Sunday, July 15, 2007


Sometimes I think life is like walking through a house of mirrors. It’s always me who is blocking the path to where I’d like to go.
Sunset in Park City
I’m hold up in my office today ~ allegedly working on this big writing project but really I’m just goofing off playing with the cats. I'm not particularly thrilled about this writing project. I'm not thrilled about any of the work I'm doing right now and I think maybe that's why I'm so grumpy these days.

It's my job to listen to clients whine about all sorts of problems and then ever so gently point out the bleeding obvious in a way that makes them feel completely and totally elated. (This is how ad campaigns like Tastes Great! and Fresher Longer! get invented.)

I am not a religious person but after several years in the advertising business even I'm resigned to the fact that sooner or later I'm gonna burn in hell.

My garden is blooming ecstatically this year and as I wandered around out there, I realized that's what I need to do, too.

I think this is what's called a midlife crisis. I've been all out of sorts because I moved out here to change everything! To quit the ad business (that never happened,) open a garden shop, (ditto) live a tiny life (half way there) and write a novel that makes people go ga-ga ~ kind of like how they behaved when the New York Times discovered The Lovely Bones.

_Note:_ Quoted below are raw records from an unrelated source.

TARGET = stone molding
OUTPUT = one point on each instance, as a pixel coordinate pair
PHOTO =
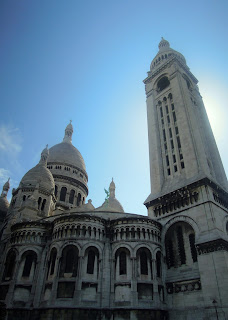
(212, 246)
(183, 286)
(168, 64)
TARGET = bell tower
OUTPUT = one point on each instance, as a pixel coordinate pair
(181, 143)
(188, 190)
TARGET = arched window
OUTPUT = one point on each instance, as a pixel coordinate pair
(79, 199)
(169, 253)
(90, 262)
(69, 261)
(143, 263)
(30, 262)
(180, 245)
(9, 266)
(63, 194)
(56, 190)
(187, 81)
(43, 205)
(52, 261)
(123, 262)
(192, 246)
(158, 264)
(163, 83)
(181, 248)
(72, 194)
(39, 202)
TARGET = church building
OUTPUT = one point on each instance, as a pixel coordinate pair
(63, 259)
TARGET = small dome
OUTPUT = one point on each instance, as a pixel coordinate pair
(111, 203)
(164, 44)
(164, 53)
(40, 174)
(66, 153)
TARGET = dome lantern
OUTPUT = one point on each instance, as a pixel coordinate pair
(68, 133)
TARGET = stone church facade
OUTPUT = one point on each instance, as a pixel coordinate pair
(61, 258)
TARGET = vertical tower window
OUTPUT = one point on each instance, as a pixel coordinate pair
(63, 194)
(123, 262)
(181, 248)
(164, 135)
(158, 264)
(39, 202)
(178, 142)
(170, 133)
(79, 199)
(43, 205)
(69, 261)
(161, 112)
(192, 246)
(9, 266)
(52, 261)
(29, 260)
(56, 190)
(143, 263)
(71, 198)
(90, 262)
(169, 253)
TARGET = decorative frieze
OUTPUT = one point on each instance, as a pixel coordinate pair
(176, 200)
(212, 246)
(183, 286)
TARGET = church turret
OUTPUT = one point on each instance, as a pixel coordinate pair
(4, 203)
(188, 186)
(181, 143)
(68, 168)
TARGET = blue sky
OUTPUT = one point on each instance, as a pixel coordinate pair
(85, 61)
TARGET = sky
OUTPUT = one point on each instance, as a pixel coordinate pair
(85, 61)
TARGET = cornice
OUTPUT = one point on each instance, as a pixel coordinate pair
(212, 246)
(152, 75)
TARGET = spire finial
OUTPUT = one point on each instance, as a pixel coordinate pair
(112, 189)
(68, 133)
(44, 155)
(163, 45)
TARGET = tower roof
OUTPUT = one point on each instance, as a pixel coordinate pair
(111, 204)
(65, 152)
(165, 53)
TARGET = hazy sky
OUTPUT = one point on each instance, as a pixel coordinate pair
(85, 61)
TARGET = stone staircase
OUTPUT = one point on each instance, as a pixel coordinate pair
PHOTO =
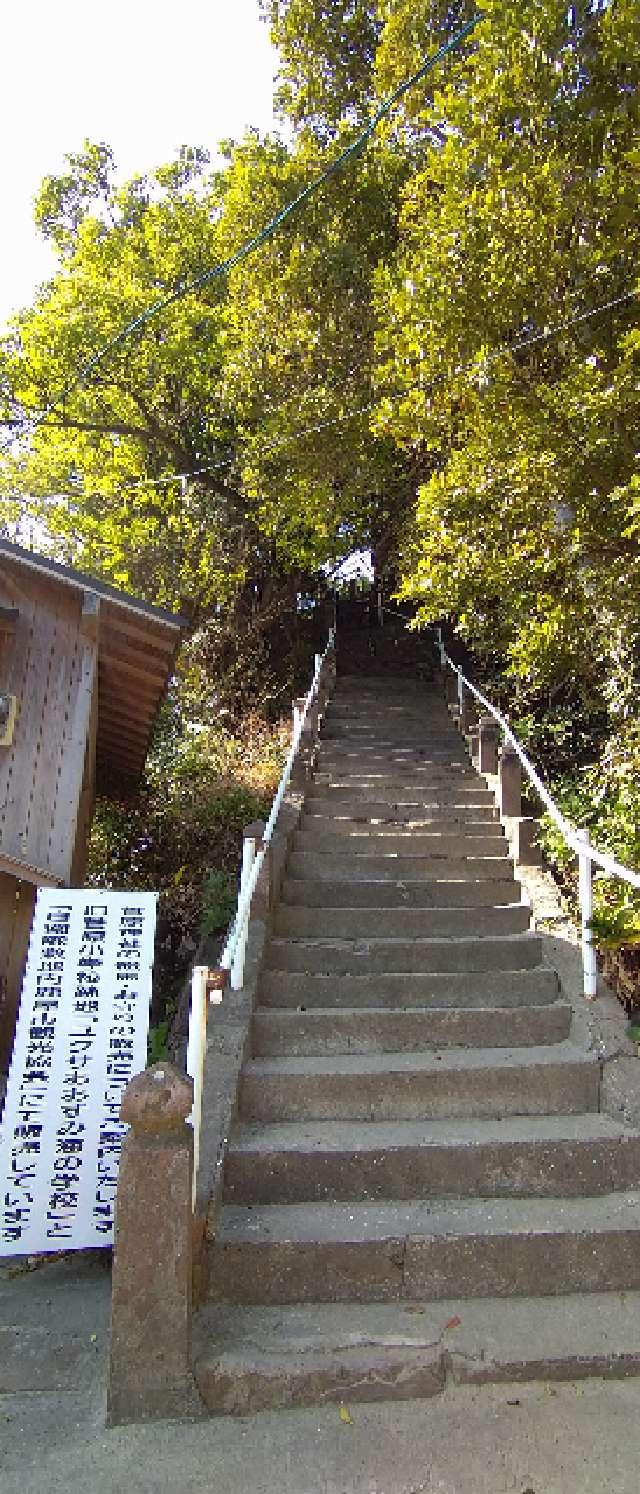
(419, 1182)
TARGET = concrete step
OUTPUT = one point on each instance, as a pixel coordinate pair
(495, 988)
(392, 867)
(368, 894)
(391, 755)
(423, 1249)
(394, 813)
(370, 956)
(411, 828)
(417, 1086)
(374, 843)
(358, 924)
(539, 1157)
(365, 792)
(382, 1030)
(272, 1357)
(386, 734)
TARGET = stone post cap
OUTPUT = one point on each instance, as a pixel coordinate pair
(157, 1101)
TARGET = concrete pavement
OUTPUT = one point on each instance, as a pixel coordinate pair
(503, 1439)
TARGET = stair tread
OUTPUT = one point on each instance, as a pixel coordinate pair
(265, 1357)
(425, 1061)
(389, 941)
(376, 1136)
(358, 1222)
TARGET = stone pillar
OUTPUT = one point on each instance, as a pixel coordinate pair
(509, 783)
(489, 740)
(524, 847)
(150, 1357)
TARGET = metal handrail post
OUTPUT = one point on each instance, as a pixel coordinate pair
(248, 856)
(585, 883)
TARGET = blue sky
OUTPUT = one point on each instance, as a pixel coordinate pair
(142, 75)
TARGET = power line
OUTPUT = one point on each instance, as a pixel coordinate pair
(353, 414)
(207, 277)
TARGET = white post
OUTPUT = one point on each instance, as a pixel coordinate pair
(438, 635)
(586, 912)
(248, 856)
(196, 1045)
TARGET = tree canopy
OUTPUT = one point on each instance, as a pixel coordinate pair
(435, 356)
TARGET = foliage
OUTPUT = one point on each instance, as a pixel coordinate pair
(410, 363)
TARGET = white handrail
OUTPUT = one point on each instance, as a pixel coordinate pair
(234, 952)
(576, 838)
(251, 871)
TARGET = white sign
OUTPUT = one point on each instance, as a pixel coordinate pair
(81, 1036)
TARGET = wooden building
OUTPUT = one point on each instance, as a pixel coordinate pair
(82, 671)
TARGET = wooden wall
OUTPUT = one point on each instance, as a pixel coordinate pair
(17, 903)
(47, 774)
(50, 665)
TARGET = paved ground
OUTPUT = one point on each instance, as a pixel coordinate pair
(537, 1439)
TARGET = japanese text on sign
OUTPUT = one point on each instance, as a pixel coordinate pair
(81, 1036)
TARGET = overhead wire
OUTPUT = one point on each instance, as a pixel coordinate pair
(353, 414)
(263, 235)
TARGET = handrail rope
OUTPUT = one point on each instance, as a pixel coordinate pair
(207, 277)
(582, 847)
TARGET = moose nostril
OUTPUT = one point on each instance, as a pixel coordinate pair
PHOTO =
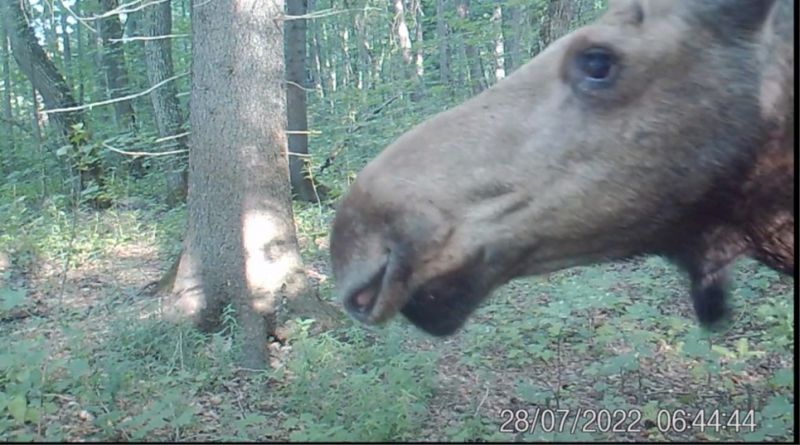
(361, 302)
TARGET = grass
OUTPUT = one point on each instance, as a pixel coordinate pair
(84, 357)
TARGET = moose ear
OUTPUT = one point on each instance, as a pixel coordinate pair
(733, 17)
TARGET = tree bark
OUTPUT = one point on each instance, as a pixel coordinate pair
(419, 54)
(442, 35)
(403, 37)
(499, 43)
(81, 55)
(297, 118)
(240, 245)
(477, 82)
(512, 24)
(156, 21)
(114, 65)
(45, 78)
(557, 21)
(67, 50)
(316, 62)
(8, 111)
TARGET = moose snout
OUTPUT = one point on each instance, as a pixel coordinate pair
(383, 247)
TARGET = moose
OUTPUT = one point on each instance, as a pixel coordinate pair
(663, 128)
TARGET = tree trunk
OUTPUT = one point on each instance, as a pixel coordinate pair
(403, 38)
(240, 245)
(45, 78)
(477, 82)
(8, 111)
(297, 118)
(512, 31)
(442, 36)
(347, 64)
(556, 22)
(114, 65)
(365, 56)
(499, 44)
(81, 55)
(419, 54)
(67, 49)
(156, 21)
(316, 56)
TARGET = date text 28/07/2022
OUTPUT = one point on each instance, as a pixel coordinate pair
(623, 421)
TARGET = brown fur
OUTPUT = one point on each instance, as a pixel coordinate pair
(687, 154)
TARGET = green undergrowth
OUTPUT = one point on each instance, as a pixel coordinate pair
(618, 336)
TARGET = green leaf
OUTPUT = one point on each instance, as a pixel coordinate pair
(11, 298)
(783, 377)
(17, 407)
(78, 368)
(778, 406)
(63, 150)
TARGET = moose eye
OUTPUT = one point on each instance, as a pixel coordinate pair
(596, 67)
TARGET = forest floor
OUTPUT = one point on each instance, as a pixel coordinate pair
(86, 357)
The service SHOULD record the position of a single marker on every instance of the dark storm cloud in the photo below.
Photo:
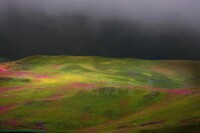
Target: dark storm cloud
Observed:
(168, 29)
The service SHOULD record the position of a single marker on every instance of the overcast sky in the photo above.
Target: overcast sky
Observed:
(150, 11)
(162, 15)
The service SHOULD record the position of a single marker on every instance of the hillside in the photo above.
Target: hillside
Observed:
(97, 94)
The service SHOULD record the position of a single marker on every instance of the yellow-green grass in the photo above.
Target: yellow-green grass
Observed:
(87, 93)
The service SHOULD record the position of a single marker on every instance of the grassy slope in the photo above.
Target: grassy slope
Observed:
(86, 94)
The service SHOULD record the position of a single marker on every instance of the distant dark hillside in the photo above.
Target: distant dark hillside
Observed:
(29, 33)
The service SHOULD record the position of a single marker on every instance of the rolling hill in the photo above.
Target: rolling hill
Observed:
(98, 94)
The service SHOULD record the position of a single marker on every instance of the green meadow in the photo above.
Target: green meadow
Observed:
(96, 94)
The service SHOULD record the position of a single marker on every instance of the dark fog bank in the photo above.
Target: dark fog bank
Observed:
(148, 29)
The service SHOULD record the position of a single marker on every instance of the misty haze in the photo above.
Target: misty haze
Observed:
(85, 66)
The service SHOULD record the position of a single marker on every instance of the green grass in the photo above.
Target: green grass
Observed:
(82, 93)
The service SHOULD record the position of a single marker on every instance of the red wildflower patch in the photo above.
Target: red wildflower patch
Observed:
(180, 91)
(12, 122)
(5, 108)
(43, 76)
(7, 89)
(2, 69)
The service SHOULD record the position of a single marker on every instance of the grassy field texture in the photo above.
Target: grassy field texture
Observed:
(95, 94)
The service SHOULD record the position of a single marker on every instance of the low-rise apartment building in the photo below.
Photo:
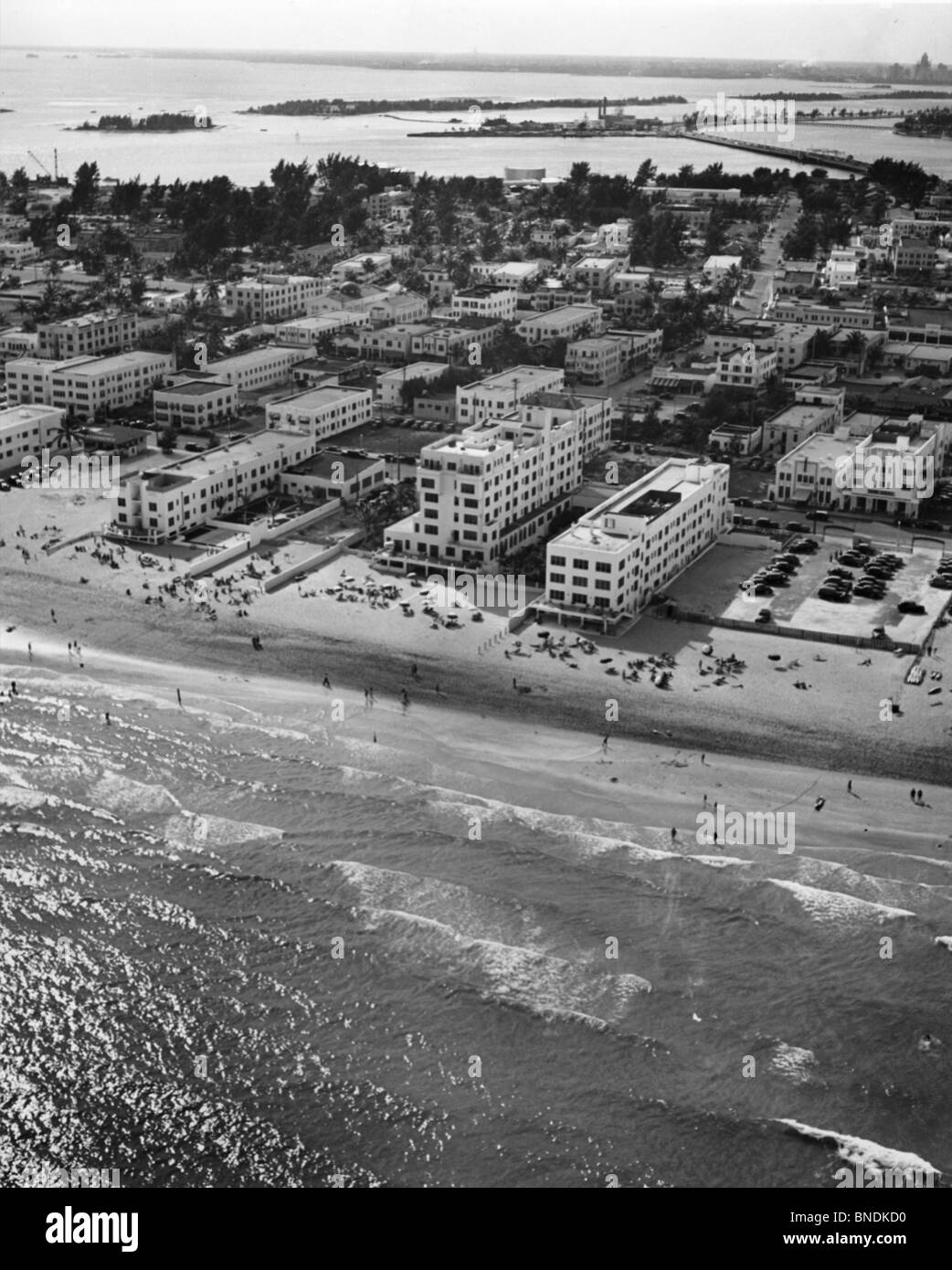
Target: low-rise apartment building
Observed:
(391, 343)
(25, 429)
(193, 401)
(748, 368)
(485, 302)
(359, 268)
(392, 381)
(322, 412)
(913, 256)
(165, 502)
(619, 556)
(499, 484)
(824, 315)
(89, 335)
(719, 267)
(814, 470)
(307, 332)
(273, 295)
(456, 342)
(812, 410)
(84, 385)
(258, 368)
(333, 475)
(596, 272)
(499, 394)
(565, 323)
(608, 358)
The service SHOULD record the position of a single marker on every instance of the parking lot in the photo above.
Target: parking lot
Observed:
(713, 586)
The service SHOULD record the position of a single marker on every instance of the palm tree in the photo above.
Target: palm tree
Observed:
(68, 433)
(857, 347)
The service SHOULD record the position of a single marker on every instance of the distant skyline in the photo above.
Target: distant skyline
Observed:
(856, 31)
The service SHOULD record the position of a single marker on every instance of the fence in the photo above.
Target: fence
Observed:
(739, 624)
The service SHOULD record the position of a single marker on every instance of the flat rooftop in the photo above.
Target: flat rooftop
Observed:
(329, 466)
(254, 357)
(312, 399)
(196, 387)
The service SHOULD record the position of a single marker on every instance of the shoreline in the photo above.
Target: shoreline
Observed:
(528, 765)
(452, 677)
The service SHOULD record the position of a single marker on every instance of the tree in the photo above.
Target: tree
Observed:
(85, 187)
(68, 433)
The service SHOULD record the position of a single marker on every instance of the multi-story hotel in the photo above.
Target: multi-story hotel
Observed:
(391, 343)
(193, 401)
(25, 429)
(608, 358)
(619, 554)
(88, 384)
(322, 412)
(306, 332)
(746, 368)
(391, 383)
(89, 335)
(273, 295)
(485, 302)
(450, 342)
(166, 502)
(896, 449)
(499, 394)
(499, 484)
(564, 323)
(812, 410)
(259, 368)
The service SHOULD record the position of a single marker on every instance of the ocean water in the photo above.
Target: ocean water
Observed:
(51, 94)
(238, 951)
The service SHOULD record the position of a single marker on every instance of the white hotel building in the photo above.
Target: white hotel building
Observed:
(322, 412)
(499, 484)
(89, 335)
(564, 323)
(499, 394)
(258, 368)
(87, 384)
(609, 564)
(25, 429)
(273, 295)
(166, 502)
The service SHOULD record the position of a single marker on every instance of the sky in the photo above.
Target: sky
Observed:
(881, 31)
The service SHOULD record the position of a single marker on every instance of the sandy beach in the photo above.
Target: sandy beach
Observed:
(835, 725)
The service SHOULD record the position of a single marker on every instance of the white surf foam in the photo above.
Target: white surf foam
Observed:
(861, 1151)
(835, 908)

I took my first-ever solo vacation last year to jumpstart the whole Great American Novel project. I rented a little cabin on the rainy Oregon shore. Curled up in front of the fireplace, turned on my laptop and stared at the screen for the better part of a day.

I formatted the title page.

I chose a really pretty font.

And, then I called my friend, Julie,
and asked her if she wanted to go get a beer.
In the words of some unknown author, that was all she wrote.

Catmint & Roses

The closest I've got and probably ever will get to writing a novel was that vacation in Oregon where I realized that people like Sue Monk Kidd are writers and people like me are lucky to be hired to do the 'easy stuff.'

I wonder if John Grisham ever stood naked in front of the bathroom mirror and said, "Screw it. I’m a hack. But that doesn’t necessarily mean I have to be a poor hack." No one aspires to mediocrity but we all get there sooner or later. Grisham probably tormented himself for years trying to write a great, deep novel. And then, climbing out of the shower one morning, it hits him: Who wants great and deep? When did that ever pay the bills? Now he churns out some dumb-ass mystery novel every couple years and owns a house in the Hamptons.

And, so... there you have it. My garden reaps the benefits of my writer's block. There are days when I'm sorely disappointed in my own laziness. But, at least I'm paying the bills.